Abstract:
Knowledge Graphs (KGs) have proliferated on the Web since the introduction of knowledge panels to Google search in 2012. KGs are large data-first graph databases with weak inference rules and weakly-constraining data schemes. SHACL, the Shapes Constraint Language, is a W3C recommendation for expressing constraints on graph data as shapes. SHACL shapes serve to validate a KG, to underpin manual KG editing tasks, and to offer insight into KG structure. Often in practice, large KGs have no available shape constraints and so cannot obtain these benefits for ongoing maintenance and extension.
We introduce Inverse Open Path (IOP) rules, a predicate logic formalism which presents specific shapes in the form of paths over connected entities that are present in a KG. IOP rules express simple shape patterns that can be augmented with minimum cardinality constraints and also used as a building block for more complex shapes, such as trees and other rule patterns. We define formal quality measures for IOP rules and propose a novel method to learn high-quality rules from KGs. We show how to build high-quality tree shapes from the IOP rules. Our learning method, SHACLearner, is adapted from a state-of-the-art embedding-based open path rule learner (OPRL).
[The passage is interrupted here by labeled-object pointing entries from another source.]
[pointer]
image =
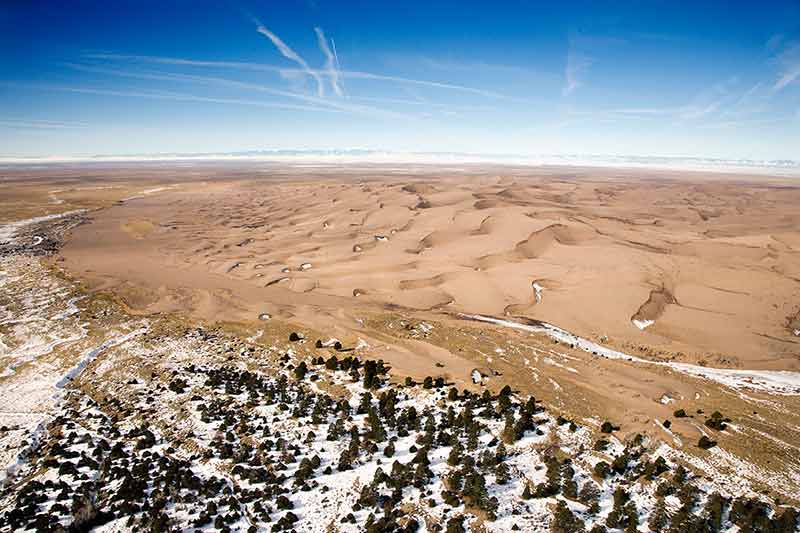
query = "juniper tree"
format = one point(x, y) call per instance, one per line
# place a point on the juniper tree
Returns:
point(301, 370)
point(454, 458)
point(502, 474)
point(509, 434)
point(376, 432)
point(365, 404)
point(570, 485)
point(564, 521)
point(590, 497)
point(659, 518)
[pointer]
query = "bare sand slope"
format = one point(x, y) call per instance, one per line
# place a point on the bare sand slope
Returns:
point(688, 267)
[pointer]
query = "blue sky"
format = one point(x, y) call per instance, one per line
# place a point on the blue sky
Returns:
point(697, 79)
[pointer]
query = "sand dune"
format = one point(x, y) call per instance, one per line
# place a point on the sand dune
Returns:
point(477, 246)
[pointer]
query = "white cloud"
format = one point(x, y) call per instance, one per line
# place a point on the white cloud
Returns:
point(577, 65)
point(287, 73)
point(789, 61)
point(331, 61)
point(288, 53)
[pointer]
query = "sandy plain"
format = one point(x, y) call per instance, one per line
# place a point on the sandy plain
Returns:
point(686, 267)
point(672, 267)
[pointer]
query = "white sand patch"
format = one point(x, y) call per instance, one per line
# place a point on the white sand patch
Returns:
point(8, 231)
point(769, 381)
point(537, 291)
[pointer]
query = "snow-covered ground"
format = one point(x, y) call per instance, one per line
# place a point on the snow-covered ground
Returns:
point(771, 381)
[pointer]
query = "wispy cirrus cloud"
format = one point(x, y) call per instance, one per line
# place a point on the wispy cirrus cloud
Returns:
point(289, 53)
point(167, 95)
point(576, 66)
point(331, 61)
point(320, 103)
point(789, 61)
point(349, 74)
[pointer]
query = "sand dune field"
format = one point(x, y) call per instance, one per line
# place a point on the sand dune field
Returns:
point(688, 267)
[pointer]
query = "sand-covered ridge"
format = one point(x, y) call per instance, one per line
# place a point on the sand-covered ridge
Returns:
point(686, 267)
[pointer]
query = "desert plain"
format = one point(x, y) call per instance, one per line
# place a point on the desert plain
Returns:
point(610, 294)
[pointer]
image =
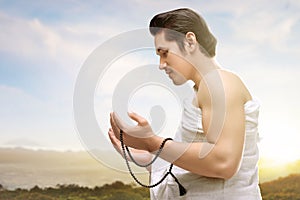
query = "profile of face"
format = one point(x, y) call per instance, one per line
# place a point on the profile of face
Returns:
point(172, 59)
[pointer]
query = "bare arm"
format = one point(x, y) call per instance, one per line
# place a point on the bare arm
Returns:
point(224, 149)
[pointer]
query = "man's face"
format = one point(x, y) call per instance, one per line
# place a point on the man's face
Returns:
point(171, 59)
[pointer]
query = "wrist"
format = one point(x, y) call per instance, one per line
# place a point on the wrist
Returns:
point(154, 143)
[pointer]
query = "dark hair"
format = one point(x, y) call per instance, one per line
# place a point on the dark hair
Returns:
point(176, 23)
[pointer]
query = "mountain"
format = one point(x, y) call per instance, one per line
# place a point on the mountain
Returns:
point(24, 168)
point(285, 188)
point(270, 169)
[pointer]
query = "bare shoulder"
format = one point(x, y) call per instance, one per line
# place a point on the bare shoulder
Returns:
point(222, 84)
point(234, 86)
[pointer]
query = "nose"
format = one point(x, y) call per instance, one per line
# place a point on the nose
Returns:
point(162, 64)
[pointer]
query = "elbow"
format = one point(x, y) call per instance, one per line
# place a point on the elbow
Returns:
point(227, 170)
point(227, 167)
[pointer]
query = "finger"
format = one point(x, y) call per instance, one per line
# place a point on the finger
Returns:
point(139, 119)
point(113, 138)
point(115, 129)
point(119, 122)
point(115, 142)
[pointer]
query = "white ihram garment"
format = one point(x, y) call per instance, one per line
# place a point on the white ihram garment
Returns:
point(242, 186)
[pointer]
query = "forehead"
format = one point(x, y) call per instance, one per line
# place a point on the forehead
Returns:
point(161, 43)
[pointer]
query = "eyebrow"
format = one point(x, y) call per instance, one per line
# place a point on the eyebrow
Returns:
point(161, 50)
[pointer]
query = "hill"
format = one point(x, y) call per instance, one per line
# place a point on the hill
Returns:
point(24, 168)
point(285, 188)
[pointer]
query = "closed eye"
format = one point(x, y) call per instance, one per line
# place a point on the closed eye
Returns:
point(162, 52)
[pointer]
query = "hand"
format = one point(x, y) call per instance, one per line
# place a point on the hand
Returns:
point(140, 156)
point(140, 136)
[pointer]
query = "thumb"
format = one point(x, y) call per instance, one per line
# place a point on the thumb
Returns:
point(122, 125)
point(139, 119)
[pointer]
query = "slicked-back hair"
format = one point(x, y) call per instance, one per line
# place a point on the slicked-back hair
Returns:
point(176, 23)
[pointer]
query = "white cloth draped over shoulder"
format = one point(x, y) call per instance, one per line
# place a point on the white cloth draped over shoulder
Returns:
point(243, 185)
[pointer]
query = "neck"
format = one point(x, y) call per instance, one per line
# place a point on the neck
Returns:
point(203, 65)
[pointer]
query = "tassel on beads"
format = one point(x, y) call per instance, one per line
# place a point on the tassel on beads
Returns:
point(182, 190)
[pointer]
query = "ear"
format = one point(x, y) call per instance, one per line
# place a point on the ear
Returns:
point(191, 41)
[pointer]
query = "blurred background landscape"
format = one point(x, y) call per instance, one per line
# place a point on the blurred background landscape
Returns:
point(43, 45)
point(77, 175)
We evaluate SHACLearner on some real-world massive KGs, including YAGO2s (4M facts), DBpedia 3.8 (11M facts), and Wikidata (8M facts). The experiments show that our SHACLearner can effectively learn informative and intuitive shapes from massive KGs. The shapes are diverse in structural features such as depth and width, and also in quality measures that indicate confidence and generality.